Other stuff to take back went on my list, some specialty tools, my stash of new knobs and pulls (at least 50-75) and other hardware that will be needed and come in handy in TX. Lots of different size screws all sorted into containers. Sounds silly to transport them, why not just buy them back in Texas? BUT at $2 a packet for 25 screws, and needing different sizes and types, that mounts up. Not to mention the cost of the containers to sort them into. These are already sorted into marked containers so why not just pack them into a carton and take them along.

I was telling DH about all the stuff that I will take back to save us money and he said, "But where will be store it all?" I told him thts we have lots of room in both the shed and barn tack room for more shelves which we currently have in the milk shed holding almost nothing. We can consolidate everything that will not be going with us in the next couple trips and bring another couple 6' x 6' x 18" heavy duty shelves along. I had to show him the picture of the tack shed after we cleaned it out with only one shelf unit in it and completely empty. Then he was happy and is making plans to load it on top of the fencing panels.

He also was worrying about restringing the kennel panels where the chain link is all bent and messed up from using them for goats and sheep. He kept worrying about having to buy new 6' wire to do the restringing but didn't want to use chain link. I told him that there would be 6' fencing left over after fencing the property since I bought 12 330' rolls and we are not even fencing 3200'. Plenty of fencing wire left to use on the kennel panels and old chain link gate frames. We are taking all of those old welded gate frames with to make walk through gates in our sheep fences or in the barn pens. Now he plans to take off the chain link wire here, keep the stretcher bars if they are good, and the attaching hardware for reuse in Texas. He can do that with a can of WD40, a wrench and a set of sockets. I will give him a couple gallon size clear plastic jars to put the attachments in. I also found the bucket of 12" carriage bolts, washers, and nuts in the shed that we use when building with the cross arms. I will take a walk around with a crowbar and pry them out of the crossarms we used for edging the horse path before we bought the lot next door. The crossarms are lifting up from the soil due to erosion anyway, and we will need the bolts in Texas. They cost about $4-6 each too. Also any useable crossarms. "A penny saved . . . ."

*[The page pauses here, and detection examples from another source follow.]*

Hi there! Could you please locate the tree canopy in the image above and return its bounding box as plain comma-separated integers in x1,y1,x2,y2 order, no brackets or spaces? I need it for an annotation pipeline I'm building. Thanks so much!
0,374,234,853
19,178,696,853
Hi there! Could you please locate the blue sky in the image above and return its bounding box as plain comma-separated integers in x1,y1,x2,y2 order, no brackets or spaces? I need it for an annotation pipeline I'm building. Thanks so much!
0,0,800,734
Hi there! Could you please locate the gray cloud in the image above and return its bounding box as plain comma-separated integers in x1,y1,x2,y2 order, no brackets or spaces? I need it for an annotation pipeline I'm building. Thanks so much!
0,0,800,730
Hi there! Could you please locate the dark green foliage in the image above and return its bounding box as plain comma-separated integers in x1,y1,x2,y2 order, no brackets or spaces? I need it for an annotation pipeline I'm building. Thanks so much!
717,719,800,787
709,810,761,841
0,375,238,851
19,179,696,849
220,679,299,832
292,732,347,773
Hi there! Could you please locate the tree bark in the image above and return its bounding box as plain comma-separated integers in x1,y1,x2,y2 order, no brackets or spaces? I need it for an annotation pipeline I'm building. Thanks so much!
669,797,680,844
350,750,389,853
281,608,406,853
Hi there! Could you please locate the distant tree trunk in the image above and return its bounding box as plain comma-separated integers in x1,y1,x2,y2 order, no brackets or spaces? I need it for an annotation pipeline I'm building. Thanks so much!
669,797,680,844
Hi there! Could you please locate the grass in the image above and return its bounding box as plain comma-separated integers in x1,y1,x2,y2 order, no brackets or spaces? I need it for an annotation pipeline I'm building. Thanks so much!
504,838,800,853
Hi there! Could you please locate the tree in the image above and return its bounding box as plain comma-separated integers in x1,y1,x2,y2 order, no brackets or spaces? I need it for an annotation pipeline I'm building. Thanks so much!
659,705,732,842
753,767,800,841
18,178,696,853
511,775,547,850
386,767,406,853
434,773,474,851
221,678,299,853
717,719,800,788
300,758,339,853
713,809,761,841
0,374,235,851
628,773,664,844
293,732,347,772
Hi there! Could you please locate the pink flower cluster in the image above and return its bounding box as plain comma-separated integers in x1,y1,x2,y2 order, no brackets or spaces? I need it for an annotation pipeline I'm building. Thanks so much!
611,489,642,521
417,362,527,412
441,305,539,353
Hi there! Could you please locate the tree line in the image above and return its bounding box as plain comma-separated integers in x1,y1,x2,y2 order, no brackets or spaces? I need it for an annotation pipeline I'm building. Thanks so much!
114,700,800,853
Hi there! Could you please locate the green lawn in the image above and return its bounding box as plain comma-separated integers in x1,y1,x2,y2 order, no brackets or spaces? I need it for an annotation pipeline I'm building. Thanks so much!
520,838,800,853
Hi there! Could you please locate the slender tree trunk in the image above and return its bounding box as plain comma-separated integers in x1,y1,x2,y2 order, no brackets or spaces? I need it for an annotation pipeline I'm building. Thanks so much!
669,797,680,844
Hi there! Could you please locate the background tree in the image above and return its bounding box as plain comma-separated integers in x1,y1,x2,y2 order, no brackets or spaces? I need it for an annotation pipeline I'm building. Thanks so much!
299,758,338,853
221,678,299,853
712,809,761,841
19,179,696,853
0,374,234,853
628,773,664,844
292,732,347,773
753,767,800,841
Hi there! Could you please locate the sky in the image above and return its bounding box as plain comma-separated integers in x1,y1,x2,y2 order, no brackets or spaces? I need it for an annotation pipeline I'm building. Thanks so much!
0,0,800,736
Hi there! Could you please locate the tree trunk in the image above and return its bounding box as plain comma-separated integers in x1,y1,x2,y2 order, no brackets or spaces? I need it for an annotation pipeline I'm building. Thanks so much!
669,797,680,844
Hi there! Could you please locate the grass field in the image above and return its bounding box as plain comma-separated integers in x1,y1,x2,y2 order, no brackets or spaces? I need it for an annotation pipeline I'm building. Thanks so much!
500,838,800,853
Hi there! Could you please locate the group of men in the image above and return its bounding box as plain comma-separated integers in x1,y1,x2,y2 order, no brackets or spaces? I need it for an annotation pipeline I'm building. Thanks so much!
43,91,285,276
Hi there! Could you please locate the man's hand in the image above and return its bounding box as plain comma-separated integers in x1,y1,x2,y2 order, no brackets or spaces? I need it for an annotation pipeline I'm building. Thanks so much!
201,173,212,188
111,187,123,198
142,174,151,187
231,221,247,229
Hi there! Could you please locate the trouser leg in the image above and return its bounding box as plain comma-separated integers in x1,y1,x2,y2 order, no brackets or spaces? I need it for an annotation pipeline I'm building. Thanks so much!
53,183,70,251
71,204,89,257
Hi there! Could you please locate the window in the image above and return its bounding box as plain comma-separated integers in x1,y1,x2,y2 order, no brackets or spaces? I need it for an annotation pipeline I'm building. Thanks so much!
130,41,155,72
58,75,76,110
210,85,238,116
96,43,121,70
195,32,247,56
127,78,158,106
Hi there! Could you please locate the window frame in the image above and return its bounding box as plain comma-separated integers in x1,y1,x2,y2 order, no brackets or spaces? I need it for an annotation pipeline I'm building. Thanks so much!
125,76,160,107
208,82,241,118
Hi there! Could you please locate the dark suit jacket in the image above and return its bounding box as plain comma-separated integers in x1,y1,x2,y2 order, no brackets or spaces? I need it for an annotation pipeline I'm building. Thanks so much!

Cody hopes to cut hay in a couple weeks or so. The weather has not been cooperating. Thanks to what I have picked up from Farmerjan's posts over the years, I was able to explain to DH why it is not good to cut hay and leave it for several periods of rain and tedding in the field before baling. Thanks Jan! :hugs The chicken litter has not been spread yet either. No problem since I would rather the hay was made before the litter goes on the fields. Don't want all that expensive chicken litter getting baled up in the hay!!! Better it gets spread on the cut fields after everything is baled so it can wash into the soil.

We have 2 trees that lost half their trunks down over winter with the heavy rains and wind. DS1 pulled one up from the slope and is trying out the battery chain saw on it. We are waiting to get to Texas to try out the pole saw. Hope he likes it. We can also use the larger Milwaukee belonging to DS2 here at home.